If public meetings are part of the campaign, they will attract anyone who has a grudge about transit in parrticular and government in general.  This could get very ugly, with a lot of unpleasantness for Metro MLAs who will be expected to take a stand.  (I’m thinking of you, Sam Sullivan.)  They might be looking around for an alternative too.

And who, by the way, is going to lead and pay for the Yes campaign, along with the costs of the vote itself – an accumulative amount in the many millions? Especially if the polls indicate that this sucker is going down. 

Since the prospect of no transit expansion in the future for the Lower Mainland is realistically unacceptable, a No vote would mean that the forces in favour would have to reunite, rebuild and start the process all over again, hoping for a more favourable outcome in a year or so.

So why hold the referendum in the next year?  Why stick to an unrealistic date?  Why not just say, well, we’re not ready to go to to the voters with a tax proposal.  We’ll get back to you later.
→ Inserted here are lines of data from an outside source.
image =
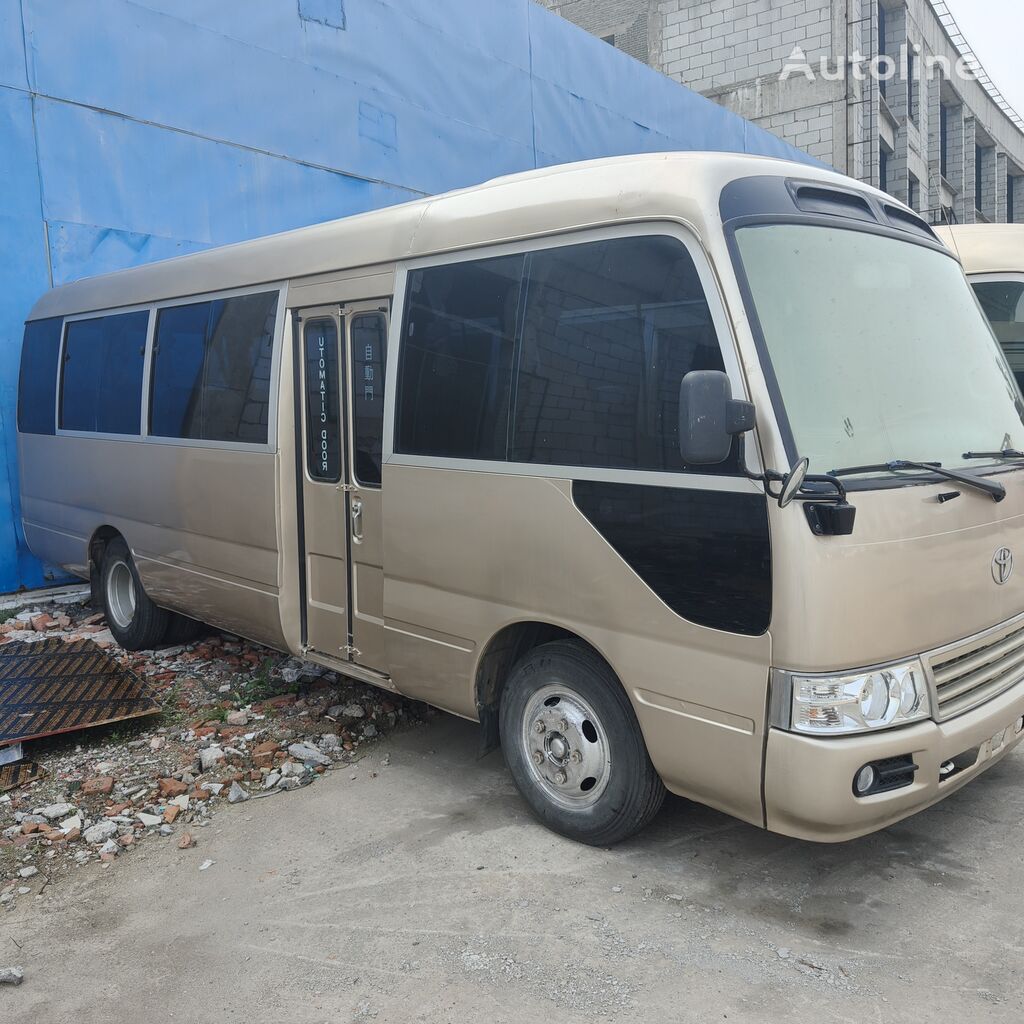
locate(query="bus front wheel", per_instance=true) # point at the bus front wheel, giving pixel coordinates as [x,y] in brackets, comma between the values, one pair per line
[574,748]
[133,620]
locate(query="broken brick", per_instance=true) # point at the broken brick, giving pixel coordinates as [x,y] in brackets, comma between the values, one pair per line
[171,787]
[100,786]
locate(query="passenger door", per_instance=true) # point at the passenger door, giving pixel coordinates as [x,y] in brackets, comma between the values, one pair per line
[367,336]
[340,369]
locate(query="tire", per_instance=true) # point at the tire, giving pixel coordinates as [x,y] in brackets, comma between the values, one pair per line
[181,629]
[573,745]
[133,620]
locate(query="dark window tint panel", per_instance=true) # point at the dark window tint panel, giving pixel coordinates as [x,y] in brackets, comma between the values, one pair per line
[211,376]
[1004,305]
[609,331]
[323,391]
[456,370]
[369,356]
[101,380]
[38,381]
[705,553]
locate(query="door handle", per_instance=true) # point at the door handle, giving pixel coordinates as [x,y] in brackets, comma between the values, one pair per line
[356,513]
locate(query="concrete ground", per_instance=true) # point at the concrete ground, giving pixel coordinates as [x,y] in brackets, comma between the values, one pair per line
[425,892]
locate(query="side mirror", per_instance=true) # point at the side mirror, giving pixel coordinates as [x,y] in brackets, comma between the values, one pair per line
[710,418]
[793,482]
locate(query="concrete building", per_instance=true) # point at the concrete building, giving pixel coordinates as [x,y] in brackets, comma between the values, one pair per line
[885,90]
[133,130]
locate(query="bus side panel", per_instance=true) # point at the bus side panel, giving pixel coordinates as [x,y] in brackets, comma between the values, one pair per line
[201,521]
[468,553]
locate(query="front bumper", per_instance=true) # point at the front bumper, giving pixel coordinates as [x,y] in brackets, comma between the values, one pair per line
[809,781]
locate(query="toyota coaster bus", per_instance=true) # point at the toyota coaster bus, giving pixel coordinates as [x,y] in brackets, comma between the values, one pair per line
[693,472]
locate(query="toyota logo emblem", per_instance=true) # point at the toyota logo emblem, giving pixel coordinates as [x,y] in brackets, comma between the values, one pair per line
[1003,565]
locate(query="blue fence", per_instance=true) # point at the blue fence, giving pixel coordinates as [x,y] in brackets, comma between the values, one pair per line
[133,130]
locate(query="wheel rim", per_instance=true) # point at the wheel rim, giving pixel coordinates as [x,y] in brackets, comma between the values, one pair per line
[565,747]
[121,595]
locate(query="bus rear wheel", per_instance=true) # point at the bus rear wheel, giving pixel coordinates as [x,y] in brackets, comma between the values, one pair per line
[133,620]
[574,748]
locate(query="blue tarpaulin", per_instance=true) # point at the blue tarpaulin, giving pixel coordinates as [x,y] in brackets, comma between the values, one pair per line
[133,130]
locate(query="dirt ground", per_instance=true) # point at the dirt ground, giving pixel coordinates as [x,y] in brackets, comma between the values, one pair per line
[421,890]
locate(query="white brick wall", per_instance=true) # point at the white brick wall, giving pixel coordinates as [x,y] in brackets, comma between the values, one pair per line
[734,52]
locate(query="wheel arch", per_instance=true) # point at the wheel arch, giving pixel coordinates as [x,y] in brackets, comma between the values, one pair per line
[101,537]
[500,655]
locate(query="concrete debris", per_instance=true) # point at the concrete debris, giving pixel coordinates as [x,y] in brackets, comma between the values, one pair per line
[210,758]
[55,811]
[308,754]
[237,795]
[100,832]
[238,719]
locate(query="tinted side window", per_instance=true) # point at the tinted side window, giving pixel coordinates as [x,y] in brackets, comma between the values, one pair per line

That means, of course, no progress on transit expansion for Metro.  But that’s where we’d likely end up on November 16 anyway, only with a vote that rules out any considertation of an alternative deal.  At least with a delay to some unspecified time in the future, this region might have time to put together a coalition, a plan and the prospect of a winning vote with a provincial government that might have a more sympathic perspective, or at least a better grasp of reality.

But at the rate we’re going, the paint will have dried and all the players will be cornered.

5 Comments leave one →
  1. Andrew Browne permalink
    September 13, 2013 2:55 pm

    The puzzling thing about the referendum being set up to fail is that… generally, one doesn’t need to make special preparations to do nothing (re: transit investment, or anything, really). It just happens as a natural result of NOT doing something.

  2. mezzanine permalink
    September 13, 2013 4:13 pm

    the CoV always has a capital plan plebicite with the municiple elections. I am unsure if one was contested or rejected at the ballot box.

    me, i’m willing to take a wait and see approach. Victoria could always threaten to move unilaterally and use politically expedient property tax increases to the displeasure of the mayors council.

  3. David permalink
    September 16, 2013 12:12 pm

    The CoV plans usually pass with 55-65% in favour. They are carefully crafted to appeal to the masses and the city has a vested interest in having them pass.

    The province has no interest in having the transit referendum pass. “You’re getting what you voted for” is a rock solid defence.

    The Liberals go into this whole thing with zero political risk. The ridings most interested in transit never vote Liberal anyway and I cannot see lack of transit becoming an important enough issue in surrounding areas to pose any threat in the 2017-2021 timeframe. It’s far more important for Christy et al to deliver something visible and at least minimally believable on the “jobs, jobs, jobs” mandate. Failure to do that is the only real threat to their gold plated pensions and corporate gravy train.

    • mezzanine permalink
      September 16, 2013 1:10 pm

      I would respectfully disagree. There is a lot of interest in transit in the SoF. Even the corporate world realizes that robust transit is needed to drive growth and transport workers. The Surrey Board of Trade has a special interest in what may happen:

      My hope? there is provincial and metro impetus to build skytrain to langley city.

      • David permalink
        September 16, 2013 2:00 pm

        I know Surrey is very interested in transit and Langley City has been encouraging a walkable downtown with mixed use buildings. I tried driving west along Fraser Highway from Abbotsford a few weeks back and was shocked to find the road came to an effective dead end in downtown Langley.

        We both agree on the importance of a more developed bus grid SoF and increased rail transit there. Where we disagree is whether that one issue is important enough in the minds of voters to change who they’ll vote for in 2017 or 2021.

        First people have to believe that they’ll still have a job to go to under a different provincial government. Only when they’ve made it past that mental hurdle can an issue like transit service make any difference.